NightlyPoe said:
Well, finally someone addresses the point. What a refreshing change of pace on this thread. I would reply that income inequality is not the same thing as being left behind. In fact, like I said earlier, I consider income inequality to be a rather childish thing to complain about. It's essentially jealousy as an excuse for policy. It doesn't actually get us anywhere. The debt graph and the growth graphs are really the important ones. Debt in particular creates stress. However, the video's point remains more germane I think. Do you think that people living through stagflation in the 70s wouldn't trade with us now in a heartbeat? I mean, which time period do you want to go back to as better for the working class than right now? |
Income inequality is a problem when it does not match skill or work performed. The wages for worker's have not budged since the 80s, meaning that their wage did not increase significantly with inflation. Let's say that a teacher made $30,000 a year in 1987, and the chairman of education (or whoever the hell) $70,000. This is fine, right? The Chairman has more responsibility and should have the higher wage.

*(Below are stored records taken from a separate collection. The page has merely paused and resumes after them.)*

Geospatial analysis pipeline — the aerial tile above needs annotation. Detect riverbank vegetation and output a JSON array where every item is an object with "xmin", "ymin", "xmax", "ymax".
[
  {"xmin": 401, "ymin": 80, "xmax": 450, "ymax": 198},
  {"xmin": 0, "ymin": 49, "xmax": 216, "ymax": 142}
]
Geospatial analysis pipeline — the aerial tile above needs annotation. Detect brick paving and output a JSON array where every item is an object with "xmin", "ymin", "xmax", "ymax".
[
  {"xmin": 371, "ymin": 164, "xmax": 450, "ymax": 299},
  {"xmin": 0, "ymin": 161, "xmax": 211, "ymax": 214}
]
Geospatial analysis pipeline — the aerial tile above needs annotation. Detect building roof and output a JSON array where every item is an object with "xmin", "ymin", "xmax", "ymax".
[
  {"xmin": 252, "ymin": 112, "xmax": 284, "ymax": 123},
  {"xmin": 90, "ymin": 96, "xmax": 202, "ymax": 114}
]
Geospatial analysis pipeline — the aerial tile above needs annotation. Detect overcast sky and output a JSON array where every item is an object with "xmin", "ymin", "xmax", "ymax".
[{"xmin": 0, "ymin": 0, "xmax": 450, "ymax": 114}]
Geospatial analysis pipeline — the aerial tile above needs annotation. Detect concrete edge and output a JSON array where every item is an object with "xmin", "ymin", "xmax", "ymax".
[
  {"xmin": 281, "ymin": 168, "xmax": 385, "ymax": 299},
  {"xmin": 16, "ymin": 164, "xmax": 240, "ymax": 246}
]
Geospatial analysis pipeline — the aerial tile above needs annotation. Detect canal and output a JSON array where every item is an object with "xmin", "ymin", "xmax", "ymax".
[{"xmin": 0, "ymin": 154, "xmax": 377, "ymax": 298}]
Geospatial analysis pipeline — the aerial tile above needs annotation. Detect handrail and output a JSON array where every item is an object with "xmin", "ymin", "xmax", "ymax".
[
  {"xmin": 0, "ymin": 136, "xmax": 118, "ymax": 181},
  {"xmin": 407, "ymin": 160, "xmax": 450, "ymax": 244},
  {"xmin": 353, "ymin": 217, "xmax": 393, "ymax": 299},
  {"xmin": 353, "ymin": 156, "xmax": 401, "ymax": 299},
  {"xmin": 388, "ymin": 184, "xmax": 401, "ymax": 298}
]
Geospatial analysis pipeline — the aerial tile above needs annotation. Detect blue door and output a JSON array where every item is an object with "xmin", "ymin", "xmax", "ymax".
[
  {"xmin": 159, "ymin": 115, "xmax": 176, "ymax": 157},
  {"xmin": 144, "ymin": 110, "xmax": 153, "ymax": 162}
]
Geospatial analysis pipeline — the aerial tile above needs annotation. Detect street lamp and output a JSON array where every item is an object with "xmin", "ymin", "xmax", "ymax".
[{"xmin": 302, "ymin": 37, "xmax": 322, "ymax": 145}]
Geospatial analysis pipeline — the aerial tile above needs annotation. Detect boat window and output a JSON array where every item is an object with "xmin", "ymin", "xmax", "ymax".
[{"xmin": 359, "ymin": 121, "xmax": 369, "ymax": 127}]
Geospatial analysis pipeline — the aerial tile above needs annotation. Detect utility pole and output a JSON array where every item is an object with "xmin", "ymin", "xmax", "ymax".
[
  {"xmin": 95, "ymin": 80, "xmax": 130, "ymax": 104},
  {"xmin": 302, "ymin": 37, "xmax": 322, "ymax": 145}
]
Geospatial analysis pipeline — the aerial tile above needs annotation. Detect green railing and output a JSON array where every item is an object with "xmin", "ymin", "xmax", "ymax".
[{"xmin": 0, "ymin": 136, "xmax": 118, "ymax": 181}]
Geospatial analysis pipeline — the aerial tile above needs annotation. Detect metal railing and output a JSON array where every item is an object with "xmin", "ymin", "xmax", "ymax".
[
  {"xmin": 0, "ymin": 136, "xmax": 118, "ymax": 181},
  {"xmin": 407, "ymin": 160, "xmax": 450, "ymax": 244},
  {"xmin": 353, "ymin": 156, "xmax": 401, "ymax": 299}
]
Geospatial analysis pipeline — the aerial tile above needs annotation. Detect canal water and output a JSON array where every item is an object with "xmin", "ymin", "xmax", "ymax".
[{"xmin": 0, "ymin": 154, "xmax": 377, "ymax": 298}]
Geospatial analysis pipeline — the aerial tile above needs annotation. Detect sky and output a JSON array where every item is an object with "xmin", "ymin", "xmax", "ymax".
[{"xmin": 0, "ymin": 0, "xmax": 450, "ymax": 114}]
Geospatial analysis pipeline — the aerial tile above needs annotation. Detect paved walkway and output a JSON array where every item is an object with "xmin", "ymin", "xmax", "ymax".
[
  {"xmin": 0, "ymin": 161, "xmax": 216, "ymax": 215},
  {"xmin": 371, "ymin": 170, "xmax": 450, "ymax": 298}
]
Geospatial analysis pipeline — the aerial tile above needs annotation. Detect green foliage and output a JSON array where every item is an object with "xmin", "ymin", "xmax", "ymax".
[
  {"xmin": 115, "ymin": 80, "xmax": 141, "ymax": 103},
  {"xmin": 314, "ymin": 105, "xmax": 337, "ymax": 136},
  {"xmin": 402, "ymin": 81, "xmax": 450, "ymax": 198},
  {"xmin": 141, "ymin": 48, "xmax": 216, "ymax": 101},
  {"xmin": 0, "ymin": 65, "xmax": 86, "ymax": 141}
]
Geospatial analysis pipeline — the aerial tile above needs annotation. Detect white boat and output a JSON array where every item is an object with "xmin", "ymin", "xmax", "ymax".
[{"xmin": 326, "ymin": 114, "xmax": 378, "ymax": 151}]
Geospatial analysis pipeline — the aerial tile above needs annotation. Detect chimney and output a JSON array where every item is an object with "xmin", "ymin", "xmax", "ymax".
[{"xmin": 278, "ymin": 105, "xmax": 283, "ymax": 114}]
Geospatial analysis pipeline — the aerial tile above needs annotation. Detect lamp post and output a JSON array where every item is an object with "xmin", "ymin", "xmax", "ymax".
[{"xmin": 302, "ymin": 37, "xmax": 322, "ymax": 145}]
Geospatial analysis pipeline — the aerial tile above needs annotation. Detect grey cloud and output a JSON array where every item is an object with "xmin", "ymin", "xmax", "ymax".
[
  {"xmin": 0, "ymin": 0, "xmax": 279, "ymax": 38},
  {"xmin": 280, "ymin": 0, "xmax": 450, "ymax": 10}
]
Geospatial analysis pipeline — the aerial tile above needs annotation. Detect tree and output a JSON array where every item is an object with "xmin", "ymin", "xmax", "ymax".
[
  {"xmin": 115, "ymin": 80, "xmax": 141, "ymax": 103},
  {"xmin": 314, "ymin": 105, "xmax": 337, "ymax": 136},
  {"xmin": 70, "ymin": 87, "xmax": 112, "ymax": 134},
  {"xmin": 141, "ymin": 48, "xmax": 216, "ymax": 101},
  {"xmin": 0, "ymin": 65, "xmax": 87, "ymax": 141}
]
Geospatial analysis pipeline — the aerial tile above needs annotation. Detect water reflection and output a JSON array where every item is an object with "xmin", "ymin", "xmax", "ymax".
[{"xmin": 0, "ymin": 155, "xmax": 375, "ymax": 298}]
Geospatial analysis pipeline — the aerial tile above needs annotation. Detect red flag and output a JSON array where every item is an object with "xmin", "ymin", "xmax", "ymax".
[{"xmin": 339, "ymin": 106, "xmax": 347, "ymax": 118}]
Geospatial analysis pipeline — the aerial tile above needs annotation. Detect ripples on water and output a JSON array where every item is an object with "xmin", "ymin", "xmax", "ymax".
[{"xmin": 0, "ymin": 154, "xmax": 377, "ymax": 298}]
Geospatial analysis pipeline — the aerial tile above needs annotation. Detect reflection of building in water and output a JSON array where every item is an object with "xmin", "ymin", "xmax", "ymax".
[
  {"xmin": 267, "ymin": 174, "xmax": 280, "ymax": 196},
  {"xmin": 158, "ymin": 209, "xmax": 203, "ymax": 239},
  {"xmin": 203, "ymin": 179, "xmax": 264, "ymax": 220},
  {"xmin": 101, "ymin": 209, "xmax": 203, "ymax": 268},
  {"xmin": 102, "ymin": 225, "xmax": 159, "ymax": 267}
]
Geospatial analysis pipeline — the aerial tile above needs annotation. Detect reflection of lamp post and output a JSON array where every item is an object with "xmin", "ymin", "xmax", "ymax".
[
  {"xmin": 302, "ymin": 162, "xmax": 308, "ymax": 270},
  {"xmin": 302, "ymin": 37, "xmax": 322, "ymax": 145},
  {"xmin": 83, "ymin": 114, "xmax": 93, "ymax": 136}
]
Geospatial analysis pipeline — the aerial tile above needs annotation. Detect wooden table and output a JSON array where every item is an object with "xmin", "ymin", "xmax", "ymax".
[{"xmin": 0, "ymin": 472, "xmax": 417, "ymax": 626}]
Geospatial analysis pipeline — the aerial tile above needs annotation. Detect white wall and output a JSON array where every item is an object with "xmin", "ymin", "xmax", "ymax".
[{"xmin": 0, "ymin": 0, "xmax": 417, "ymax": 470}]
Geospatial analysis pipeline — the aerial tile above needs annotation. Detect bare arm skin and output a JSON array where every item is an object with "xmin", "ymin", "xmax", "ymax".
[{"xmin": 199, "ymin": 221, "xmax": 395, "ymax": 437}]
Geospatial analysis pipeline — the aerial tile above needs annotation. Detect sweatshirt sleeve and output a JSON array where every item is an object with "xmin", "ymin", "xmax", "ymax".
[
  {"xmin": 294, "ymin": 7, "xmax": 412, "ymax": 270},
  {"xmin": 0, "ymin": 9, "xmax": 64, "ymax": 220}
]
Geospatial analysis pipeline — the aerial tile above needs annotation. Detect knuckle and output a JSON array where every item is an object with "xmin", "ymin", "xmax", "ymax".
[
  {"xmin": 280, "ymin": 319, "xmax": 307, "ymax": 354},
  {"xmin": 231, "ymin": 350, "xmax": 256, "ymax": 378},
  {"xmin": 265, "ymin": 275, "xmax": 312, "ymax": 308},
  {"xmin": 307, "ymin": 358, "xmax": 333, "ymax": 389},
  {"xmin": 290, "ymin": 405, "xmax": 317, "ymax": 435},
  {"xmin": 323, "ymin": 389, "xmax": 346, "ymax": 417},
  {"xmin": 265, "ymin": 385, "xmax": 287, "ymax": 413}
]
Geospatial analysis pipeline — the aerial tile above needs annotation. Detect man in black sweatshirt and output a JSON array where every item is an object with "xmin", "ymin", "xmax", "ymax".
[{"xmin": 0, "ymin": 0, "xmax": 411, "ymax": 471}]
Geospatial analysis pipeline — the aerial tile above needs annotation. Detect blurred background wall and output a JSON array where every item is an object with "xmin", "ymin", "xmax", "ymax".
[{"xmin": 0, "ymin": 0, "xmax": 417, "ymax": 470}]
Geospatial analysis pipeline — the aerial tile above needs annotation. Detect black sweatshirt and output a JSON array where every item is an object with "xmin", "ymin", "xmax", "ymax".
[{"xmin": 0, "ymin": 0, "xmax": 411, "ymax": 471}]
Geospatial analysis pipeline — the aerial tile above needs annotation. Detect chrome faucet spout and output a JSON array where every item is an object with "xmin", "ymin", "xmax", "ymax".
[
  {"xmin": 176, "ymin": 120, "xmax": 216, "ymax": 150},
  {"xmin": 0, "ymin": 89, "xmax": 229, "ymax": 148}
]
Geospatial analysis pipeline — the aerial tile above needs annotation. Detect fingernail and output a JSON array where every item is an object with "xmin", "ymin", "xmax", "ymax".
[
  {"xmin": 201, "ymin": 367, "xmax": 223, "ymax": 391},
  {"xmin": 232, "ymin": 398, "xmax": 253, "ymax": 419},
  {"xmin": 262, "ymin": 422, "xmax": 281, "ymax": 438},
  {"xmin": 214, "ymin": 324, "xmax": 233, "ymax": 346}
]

Today, chances are that the teacher still makes $30,000 while the chairman makes 100k. Why did the wages not increase for the teacher? It is much harder to survive with the same amount of money that it was then. While 30k could have bought you a house in 1987, it gets you a small apartment now. Not to mention that the larger gap is much harder than it is to explain, since the skill of the labour has not changed. (It is, after all, the same job).
It's a fictitious example, of course, but it explains the point.
The bolded is funny because we just had a recession that was factually worse hitting on the economy than what happened in the 70s. They don't call it the "Great Recession" because it was a joke.